Den Roman Das Tiefland von Jhumpa Lahiri hatte ich schon seit über einem Jahr neben meinem Bett liegen. Die ersten Seiten las ich im Dezember, nur um mich dann durch Weihnachtsgeschenke und den restlichen Stapel neben meinem Bett immer wieder ablenken zu lassen.
Aber in der vergangenen Woche konnte ich dem Buch nicht länger aus dem Weg gehen.
Die Geschichte der beiden in Kalkutta aufwachsenden Brüder Udayan und Subhash entwickelte plötzlich einen Sog und ich wollte mehr erfahren über sie und ihre Geschichte.
Subhash ist um zwei Jahre älter, auch ist er vernünftiger, hält sich an die Verbote der Eltern. Udayan ist wild und voller Energie und liebt es, Risiken einzugehen, er scheint beinahe mit der Gefahr zu flirten. Subhash muss dann mit, denn die beiden sind praktisch unzertrennlich, fast wie Zwillinge.
Als die beiden die Schule abgeschlossen haben, beginnen sie zu studieren. Dabei kommt Udayan immer mehr in Kontakt mit einer maoistischen Studentenbewegung, den Naxaliten, die sehr radikal sind. Subhash hingegen entwickelt großen Ehrgeiz bezüglich seines Studiums und bewirbt sich für einen Aufenthalt in den USA. So trennen sie sich zum ersten Mal in ihrem Leben.

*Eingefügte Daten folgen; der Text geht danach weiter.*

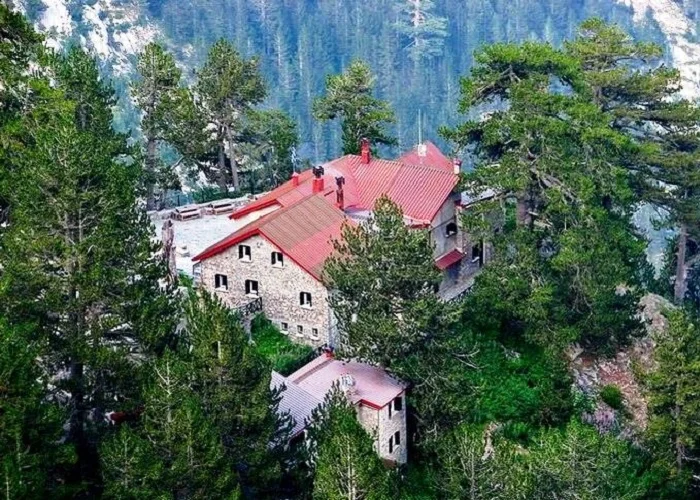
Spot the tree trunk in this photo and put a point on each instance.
(680, 285)
(151, 160)
(234, 166)
(221, 175)
(522, 214)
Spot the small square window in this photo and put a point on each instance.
(251, 287)
(277, 259)
(244, 252)
(305, 299)
(220, 282)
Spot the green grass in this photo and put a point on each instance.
(283, 355)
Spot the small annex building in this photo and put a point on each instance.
(378, 398)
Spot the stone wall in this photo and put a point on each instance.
(279, 288)
(382, 428)
(438, 236)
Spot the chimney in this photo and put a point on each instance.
(365, 152)
(317, 185)
(457, 166)
(339, 196)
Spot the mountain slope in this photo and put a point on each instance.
(301, 41)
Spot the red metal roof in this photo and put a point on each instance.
(420, 190)
(428, 154)
(449, 258)
(372, 385)
(303, 231)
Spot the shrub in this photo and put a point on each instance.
(612, 396)
(283, 355)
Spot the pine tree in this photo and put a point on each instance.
(31, 452)
(425, 30)
(77, 260)
(276, 136)
(346, 464)
(175, 451)
(156, 95)
(574, 462)
(644, 101)
(227, 87)
(674, 409)
(384, 281)
(572, 267)
(349, 98)
(19, 46)
(233, 383)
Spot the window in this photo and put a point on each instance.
(251, 287)
(244, 252)
(221, 282)
(395, 406)
(277, 259)
(477, 252)
(305, 299)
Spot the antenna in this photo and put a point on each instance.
(420, 127)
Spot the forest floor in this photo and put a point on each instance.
(622, 370)
(194, 235)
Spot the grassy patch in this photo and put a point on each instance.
(283, 355)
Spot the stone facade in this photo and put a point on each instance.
(442, 242)
(279, 288)
(383, 425)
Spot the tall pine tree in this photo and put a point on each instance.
(349, 98)
(77, 260)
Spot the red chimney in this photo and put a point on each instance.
(339, 196)
(365, 151)
(317, 185)
(457, 166)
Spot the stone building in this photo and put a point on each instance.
(280, 258)
(378, 398)
(278, 255)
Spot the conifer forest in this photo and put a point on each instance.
(567, 366)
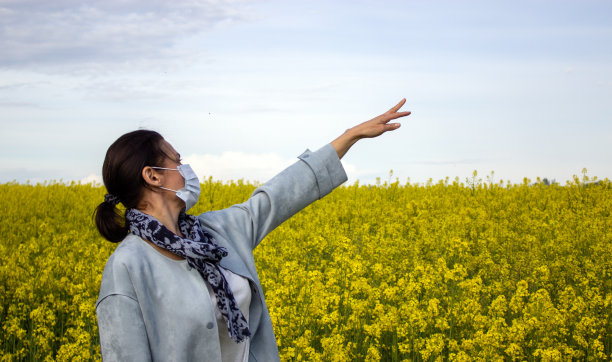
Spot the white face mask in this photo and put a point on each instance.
(191, 192)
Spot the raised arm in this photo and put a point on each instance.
(372, 128)
(315, 175)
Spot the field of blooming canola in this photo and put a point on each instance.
(441, 271)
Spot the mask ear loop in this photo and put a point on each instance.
(165, 168)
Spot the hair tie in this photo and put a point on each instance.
(111, 199)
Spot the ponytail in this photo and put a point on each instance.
(110, 223)
(121, 173)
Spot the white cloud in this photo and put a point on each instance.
(78, 35)
(239, 165)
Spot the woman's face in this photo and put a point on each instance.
(171, 179)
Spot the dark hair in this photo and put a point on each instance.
(121, 174)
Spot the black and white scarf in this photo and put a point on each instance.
(201, 251)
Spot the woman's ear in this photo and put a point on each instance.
(150, 176)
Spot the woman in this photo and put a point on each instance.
(184, 288)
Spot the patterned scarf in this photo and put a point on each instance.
(201, 251)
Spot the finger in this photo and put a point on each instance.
(397, 115)
(397, 106)
(391, 126)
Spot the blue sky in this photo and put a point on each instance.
(240, 88)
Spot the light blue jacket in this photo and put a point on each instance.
(152, 307)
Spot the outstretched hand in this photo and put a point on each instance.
(379, 125)
(372, 128)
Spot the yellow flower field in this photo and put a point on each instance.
(441, 271)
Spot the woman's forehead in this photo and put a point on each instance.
(170, 150)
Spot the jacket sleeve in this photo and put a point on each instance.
(122, 330)
(315, 175)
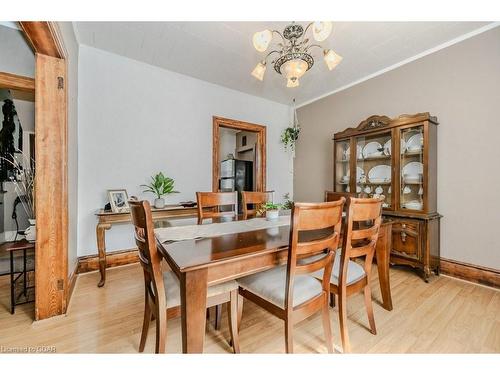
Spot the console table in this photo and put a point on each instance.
(106, 219)
(11, 247)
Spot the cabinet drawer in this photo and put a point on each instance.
(406, 239)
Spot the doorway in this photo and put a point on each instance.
(243, 143)
(50, 145)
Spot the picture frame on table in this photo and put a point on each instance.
(118, 200)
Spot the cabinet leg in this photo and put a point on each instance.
(427, 273)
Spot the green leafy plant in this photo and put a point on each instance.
(268, 206)
(288, 202)
(289, 136)
(160, 185)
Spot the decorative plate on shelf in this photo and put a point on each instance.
(188, 204)
(387, 147)
(372, 150)
(413, 169)
(415, 142)
(359, 174)
(413, 205)
(379, 174)
(359, 150)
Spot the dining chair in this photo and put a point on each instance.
(215, 201)
(257, 199)
(331, 196)
(290, 292)
(347, 277)
(162, 289)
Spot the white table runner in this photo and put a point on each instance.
(190, 232)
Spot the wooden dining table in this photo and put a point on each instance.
(200, 263)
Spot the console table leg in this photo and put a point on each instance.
(101, 247)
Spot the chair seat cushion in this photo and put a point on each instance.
(271, 284)
(173, 289)
(355, 271)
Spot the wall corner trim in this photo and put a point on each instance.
(437, 48)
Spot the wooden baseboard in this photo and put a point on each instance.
(465, 271)
(470, 272)
(71, 286)
(113, 259)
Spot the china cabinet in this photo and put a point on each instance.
(396, 158)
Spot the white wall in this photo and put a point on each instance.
(71, 44)
(16, 55)
(135, 120)
(464, 94)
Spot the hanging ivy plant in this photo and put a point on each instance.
(290, 135)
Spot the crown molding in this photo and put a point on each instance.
(406, 61)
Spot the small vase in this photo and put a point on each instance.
(30, 233)
(159, 203)
(272, 215)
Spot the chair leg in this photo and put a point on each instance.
(161, 331)
(145, 324)
(332, 299)
(232, 315)
(289, 335)
(218, 316)
(240, 310)
(327, 326)
(369, 309)
(344, 335)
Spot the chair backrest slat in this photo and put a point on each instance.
(307, 217)
(362, 224)
(149, 256)
(257, 198)
(215, 201)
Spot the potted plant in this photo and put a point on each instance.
(160, 185)
(288, 204)
(271, 209)
(290, 135)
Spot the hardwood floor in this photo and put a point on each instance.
(445, 316)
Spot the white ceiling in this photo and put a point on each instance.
(222, 52)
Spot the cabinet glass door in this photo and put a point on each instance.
(412, 168)
(342, 154)
(374, 167)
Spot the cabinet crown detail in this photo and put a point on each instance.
(377, 122)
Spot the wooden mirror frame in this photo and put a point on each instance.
(221, 122)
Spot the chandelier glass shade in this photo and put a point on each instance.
(293, 57)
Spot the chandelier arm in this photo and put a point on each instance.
(281, 35)
(305, 31)
(269, 54)
(313, 45)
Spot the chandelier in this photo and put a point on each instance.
(293, 57)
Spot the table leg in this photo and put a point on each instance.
(12, 290)
(101, 247)
(24, 272)
(193, 307)
(383, 252)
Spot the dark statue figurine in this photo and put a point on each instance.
(7, 146)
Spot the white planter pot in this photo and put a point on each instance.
(159, 202)
(272, 215)
(30, 233)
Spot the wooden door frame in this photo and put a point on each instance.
(51, 253)
(221, 122)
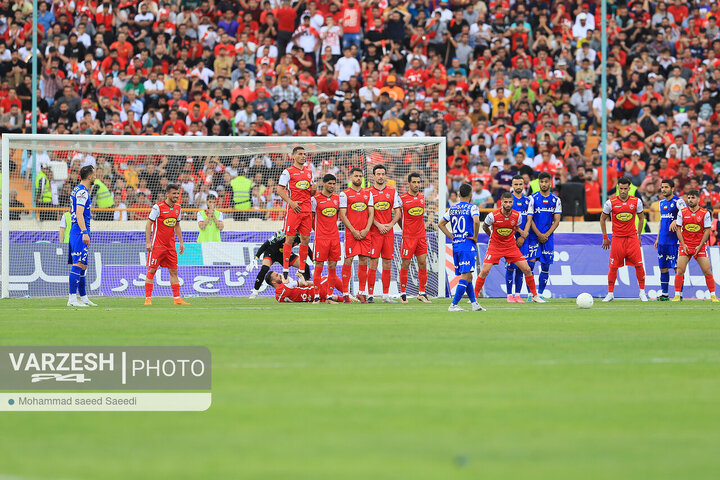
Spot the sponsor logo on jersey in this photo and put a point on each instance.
(382, 205)
(624, 216)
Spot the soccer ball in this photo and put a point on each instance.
(585, 300)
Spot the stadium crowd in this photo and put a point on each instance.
(514, 86)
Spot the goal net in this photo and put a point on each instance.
(40, 171)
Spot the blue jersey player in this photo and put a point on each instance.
(464, 219)
(521, 203)
(79, 240)
(544, 214)
(667, 241)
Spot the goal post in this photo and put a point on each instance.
(133, 170)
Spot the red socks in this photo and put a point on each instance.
(362, 277)
(422, 280)
(346, 272)
(302, 255)
(530, 282)
(481, 281)
(403, 280)
(640, 274)
(386, 281)
(372, 275)
(679, 280)
(710, 282)
(612, 276)
(287, 252)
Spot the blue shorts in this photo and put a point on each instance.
(464, 261)
(78, 251)
(667, 256)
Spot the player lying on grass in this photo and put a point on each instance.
(271, 252)
(464, 219)
(504, 223)
(302, 291)
(694, 224)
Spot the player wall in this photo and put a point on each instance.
(580, 265)
(118, 259)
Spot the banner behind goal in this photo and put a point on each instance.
(40, 171)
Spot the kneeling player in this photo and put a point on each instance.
(272, 252)
(695, 223)
(504, 222)
(302, 291)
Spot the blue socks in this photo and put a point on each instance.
(81, 284)
(544, 276)
(509, 280)
(518, 281)
(75, 274)
(464, 287)
(664, 280)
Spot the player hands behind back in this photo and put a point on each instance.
(356, 212)
(79, 240)
(464, 219)
(325, 207)
(623, 208)
(504, 223)
(387, 206)
(694, 224)
(272, 252)
(302, 291)
(667, 241)
(164, 223)
(414, 242)
(296, 189)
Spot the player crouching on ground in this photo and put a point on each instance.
(302, 291)
(464, 218)
(694, 224)
(505, 223)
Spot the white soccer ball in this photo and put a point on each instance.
(585, 300)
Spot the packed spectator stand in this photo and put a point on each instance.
(515, 87)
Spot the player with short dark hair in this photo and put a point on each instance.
(295, 187)
(79, 240)
(388, 212)
(325, 207)
(162, 226)
(622, 209)
(694, 228)
(666, 242)
(504, 223)
(464, 219)
(543, 215)
(414, 239)
(356, 213)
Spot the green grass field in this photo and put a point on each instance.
(623, 391)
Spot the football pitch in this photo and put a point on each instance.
(625, 391)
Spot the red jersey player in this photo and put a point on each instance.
(296, 189)
(388, 210)
(501, 226)
(301, 291)
(625, 250)
(162, 226)
(356, 212)
(694, 231)
(414, 241)
(325, 207)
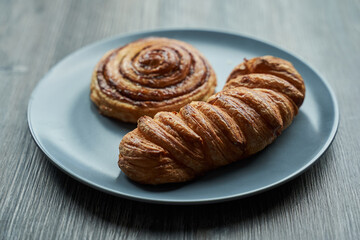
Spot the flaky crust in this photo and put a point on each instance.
(260, 99)
(148, 76)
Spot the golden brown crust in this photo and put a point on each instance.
(148, 76)
(259, 101)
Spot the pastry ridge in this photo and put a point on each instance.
(260, 99)
(150, 75)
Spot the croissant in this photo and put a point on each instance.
(260, 99)
(148, 76)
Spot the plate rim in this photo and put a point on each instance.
(90, 183)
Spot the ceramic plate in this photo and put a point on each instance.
(77, 139)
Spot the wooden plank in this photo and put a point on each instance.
(37, 201)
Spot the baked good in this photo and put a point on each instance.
(260, 99)
(150, 75)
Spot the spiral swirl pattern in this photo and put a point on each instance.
(259, 100)
(148, 76)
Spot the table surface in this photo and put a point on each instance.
(38, 201)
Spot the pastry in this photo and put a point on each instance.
(148, 76)
(260, 99)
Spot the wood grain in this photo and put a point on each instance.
(38, 201)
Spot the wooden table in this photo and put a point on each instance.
(38, 201)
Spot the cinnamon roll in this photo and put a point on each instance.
(148, 76)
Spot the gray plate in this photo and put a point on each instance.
(84, 144)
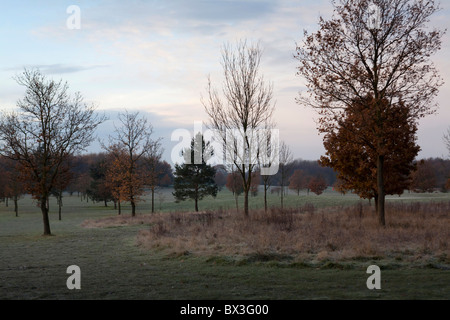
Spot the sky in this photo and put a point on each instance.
(154, 57)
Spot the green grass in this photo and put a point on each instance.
(113, 267)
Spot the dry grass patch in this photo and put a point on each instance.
(414, 233)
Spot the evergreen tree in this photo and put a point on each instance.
(194, 179)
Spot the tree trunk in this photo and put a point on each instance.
(380, 190)
(60, 205)
(265, 198)
(44, 210)
(153, 199)
(16, 206)
(133, 208)
(376, 203)
(246, 191)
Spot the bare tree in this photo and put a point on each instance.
(375, 53)
(49, 127)
(447, 140)
(268, 160)
(244, 106)
(152, 163)
(286, 159)
(129, 145)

Subhash lebt in Rhode Island, Udayan in Kalkutta, wo er Gauri kennenlernt, die Schwester eines Studienfreundes, eine Philosophiestudentin, die voller Leidenschaft für ihr Fach ist. Die beiden verlieben sich und heiraten ohne Einverständnis der Familien. Dennoch nehmen Udayans Eltern sie, wie es Brauch ist, in ihrem Hause auf. Währenddessen studiert Subahsh weiter. Ab und zu erhält er Briefe von Udayan, in denen dieser aus seinem Alltag, ganz unspektakulär, berichtet. Er wundert sich ein wenig, und fragt sich, wo das politische Engagement seines Bruders geblieben ist, ob er durch die Ehe zahm geworden sein könnte, anstatt weiterhin von einer Revolution zu träumen. Ganz kann er daran aber nicht glauben. Es gibt Momente, da taucht in ihm die Frage auf, ob all diese Briefe gelogen sind, eine Art Tarnung. Ob dahinter der Revolutionär gefährlich aktiv sein könnte. Immer wieder fragt Udayan ihn, wann er nach Kalkutta zurück kommt. Aber Subahsh spürt in sich keinen Wunsch danach. Er fühlt sich wohl in Amerika. Eines Tages aber erhält er ein Telegramm seiner Eltern, dessen Inhalt ihn umgehend nachhause zurück ruft.

Dies ist ein Buch darüber, wie die Entscheidung eines Einzelnen die Leben vieler Menschen für immer vollkommen verändert.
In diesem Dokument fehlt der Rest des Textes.